Der Vogel Roch landete auf dieser Kuppel und begann, zu brüten. Dabei hatte er die ganze Kuppel mit seinen Schwingen bedeckt und die Beine nach hinten gelegt. In dieser Stellung schlief er auf dem Ei ein.
Ich betrachtete ihn voller Angst. Dann aber kam mir eine Idee, wie ich mich retten konnte. Diese Rettung war aber gleichzeitig auch eine große Gefahr. Ich nahm meinen Turban vom Kopf, wickelte ihn auf und legte ihn um meine Hüften. Dann band ich mich an einem Bein des Vogels fest.

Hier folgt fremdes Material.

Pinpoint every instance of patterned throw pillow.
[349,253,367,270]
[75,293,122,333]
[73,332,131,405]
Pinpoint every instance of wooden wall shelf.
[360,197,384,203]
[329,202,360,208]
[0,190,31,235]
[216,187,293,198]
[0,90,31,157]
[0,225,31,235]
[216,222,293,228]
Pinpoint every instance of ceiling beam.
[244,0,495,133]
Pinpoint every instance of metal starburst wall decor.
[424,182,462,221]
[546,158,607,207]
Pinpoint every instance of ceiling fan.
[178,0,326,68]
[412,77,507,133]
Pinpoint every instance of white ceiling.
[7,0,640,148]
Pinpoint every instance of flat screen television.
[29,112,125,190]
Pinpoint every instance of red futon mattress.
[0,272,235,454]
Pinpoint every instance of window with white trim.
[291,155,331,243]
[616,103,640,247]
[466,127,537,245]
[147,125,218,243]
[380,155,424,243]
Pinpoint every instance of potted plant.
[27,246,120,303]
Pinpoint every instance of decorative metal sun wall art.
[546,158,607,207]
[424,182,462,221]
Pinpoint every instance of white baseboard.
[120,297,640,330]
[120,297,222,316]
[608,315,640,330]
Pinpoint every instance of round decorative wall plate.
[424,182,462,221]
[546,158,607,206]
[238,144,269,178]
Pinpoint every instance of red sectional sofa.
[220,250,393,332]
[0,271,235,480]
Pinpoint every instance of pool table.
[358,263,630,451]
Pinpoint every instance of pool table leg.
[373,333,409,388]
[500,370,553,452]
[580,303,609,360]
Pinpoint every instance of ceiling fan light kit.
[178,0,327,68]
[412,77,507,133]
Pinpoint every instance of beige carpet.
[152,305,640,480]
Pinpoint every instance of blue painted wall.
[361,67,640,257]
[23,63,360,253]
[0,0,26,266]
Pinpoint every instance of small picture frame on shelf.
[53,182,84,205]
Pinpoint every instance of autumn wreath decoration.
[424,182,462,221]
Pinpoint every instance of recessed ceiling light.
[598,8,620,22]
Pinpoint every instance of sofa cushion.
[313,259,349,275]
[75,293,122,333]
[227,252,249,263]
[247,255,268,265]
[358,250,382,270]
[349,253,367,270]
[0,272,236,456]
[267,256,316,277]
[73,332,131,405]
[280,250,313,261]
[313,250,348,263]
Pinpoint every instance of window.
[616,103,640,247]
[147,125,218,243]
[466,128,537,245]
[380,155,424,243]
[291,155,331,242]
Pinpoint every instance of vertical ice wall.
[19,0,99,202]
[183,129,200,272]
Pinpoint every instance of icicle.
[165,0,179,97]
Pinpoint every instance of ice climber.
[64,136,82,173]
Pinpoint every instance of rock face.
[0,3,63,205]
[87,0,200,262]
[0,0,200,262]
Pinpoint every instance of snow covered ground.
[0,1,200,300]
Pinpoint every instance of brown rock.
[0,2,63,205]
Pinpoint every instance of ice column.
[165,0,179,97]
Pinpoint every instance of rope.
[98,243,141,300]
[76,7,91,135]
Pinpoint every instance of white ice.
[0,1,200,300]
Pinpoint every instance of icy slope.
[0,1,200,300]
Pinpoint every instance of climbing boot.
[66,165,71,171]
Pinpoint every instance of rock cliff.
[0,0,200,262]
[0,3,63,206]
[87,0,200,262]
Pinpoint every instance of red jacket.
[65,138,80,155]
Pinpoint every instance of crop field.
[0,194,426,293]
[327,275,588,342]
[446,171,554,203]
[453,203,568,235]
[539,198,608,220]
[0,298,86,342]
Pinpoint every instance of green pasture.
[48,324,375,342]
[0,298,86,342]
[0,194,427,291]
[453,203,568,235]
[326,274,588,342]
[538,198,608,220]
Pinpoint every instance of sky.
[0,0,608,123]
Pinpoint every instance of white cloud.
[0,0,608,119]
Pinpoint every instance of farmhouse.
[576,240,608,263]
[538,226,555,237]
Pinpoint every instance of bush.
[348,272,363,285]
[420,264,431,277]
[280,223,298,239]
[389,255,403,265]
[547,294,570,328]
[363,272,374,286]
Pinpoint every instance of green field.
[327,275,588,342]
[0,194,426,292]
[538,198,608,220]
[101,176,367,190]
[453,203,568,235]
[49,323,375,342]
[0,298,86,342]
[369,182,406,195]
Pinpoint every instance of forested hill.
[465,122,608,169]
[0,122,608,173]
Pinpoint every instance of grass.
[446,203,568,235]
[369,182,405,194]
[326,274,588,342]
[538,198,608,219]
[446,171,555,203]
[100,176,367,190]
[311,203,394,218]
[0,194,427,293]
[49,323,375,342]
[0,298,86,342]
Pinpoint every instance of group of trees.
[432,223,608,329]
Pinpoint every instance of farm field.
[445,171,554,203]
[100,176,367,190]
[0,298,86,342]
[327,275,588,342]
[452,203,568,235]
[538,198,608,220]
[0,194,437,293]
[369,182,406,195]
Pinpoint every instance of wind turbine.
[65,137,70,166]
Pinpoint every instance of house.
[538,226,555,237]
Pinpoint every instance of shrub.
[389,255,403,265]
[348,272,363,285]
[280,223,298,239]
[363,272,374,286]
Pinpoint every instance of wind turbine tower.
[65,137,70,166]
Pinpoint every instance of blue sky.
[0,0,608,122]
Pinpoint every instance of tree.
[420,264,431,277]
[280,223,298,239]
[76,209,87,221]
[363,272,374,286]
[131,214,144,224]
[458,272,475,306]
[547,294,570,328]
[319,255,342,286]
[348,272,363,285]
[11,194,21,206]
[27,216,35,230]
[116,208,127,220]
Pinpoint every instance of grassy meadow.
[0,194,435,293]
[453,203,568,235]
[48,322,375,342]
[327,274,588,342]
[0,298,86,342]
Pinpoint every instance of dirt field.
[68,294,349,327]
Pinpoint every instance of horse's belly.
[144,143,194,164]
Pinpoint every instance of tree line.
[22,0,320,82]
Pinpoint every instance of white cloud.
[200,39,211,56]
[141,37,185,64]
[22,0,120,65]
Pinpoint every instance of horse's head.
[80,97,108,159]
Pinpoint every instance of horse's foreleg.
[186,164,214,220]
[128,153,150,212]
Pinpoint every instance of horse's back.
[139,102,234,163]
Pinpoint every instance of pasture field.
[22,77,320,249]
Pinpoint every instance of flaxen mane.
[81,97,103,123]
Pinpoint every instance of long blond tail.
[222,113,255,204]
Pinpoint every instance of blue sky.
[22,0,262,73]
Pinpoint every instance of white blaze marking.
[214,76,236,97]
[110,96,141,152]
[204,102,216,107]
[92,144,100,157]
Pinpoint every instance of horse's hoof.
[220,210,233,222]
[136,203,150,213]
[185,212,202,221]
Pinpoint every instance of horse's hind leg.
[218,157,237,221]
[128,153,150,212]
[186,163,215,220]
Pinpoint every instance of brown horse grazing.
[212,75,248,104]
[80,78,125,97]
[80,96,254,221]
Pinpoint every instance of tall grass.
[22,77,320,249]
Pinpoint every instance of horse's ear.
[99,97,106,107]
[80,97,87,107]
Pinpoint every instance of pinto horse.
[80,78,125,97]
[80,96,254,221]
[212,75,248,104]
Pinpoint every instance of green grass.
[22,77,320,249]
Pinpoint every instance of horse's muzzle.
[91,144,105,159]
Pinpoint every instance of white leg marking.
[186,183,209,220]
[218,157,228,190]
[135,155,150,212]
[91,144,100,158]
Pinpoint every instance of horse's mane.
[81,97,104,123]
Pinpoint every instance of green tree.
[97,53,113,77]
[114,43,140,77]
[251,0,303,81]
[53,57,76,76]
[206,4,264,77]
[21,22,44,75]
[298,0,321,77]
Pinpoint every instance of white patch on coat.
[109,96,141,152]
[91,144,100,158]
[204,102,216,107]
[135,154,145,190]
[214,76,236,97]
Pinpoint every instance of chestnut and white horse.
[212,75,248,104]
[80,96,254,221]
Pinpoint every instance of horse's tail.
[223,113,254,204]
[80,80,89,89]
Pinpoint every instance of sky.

Vielleicht bringt er mich in ein bewohntes Land, dachte ich. Und selbst wenn er mich in ein Land trägt, in dem Barbaren wohnen, ist es immer noch besser, als auf dieser einsamen Insel zu bleiben. Mit Menschen weiß ich umzugehen, selbst wenn sie schwierig sind, die Einsamkeit aber wird mich umbringen.
Unruhig erwartete ich den Anbruch des Tages. Dann erwachte die Sonne und stieg vom Meer auf. Der große Vogel breitete seine riesigen Schwingen aus, stieß einen Schrei aus und erhob sich in die Luft. Wie eine winzige Fliege klebte ich am Bein des Vogels und ließ mich mit hinauf in die Luft tragen.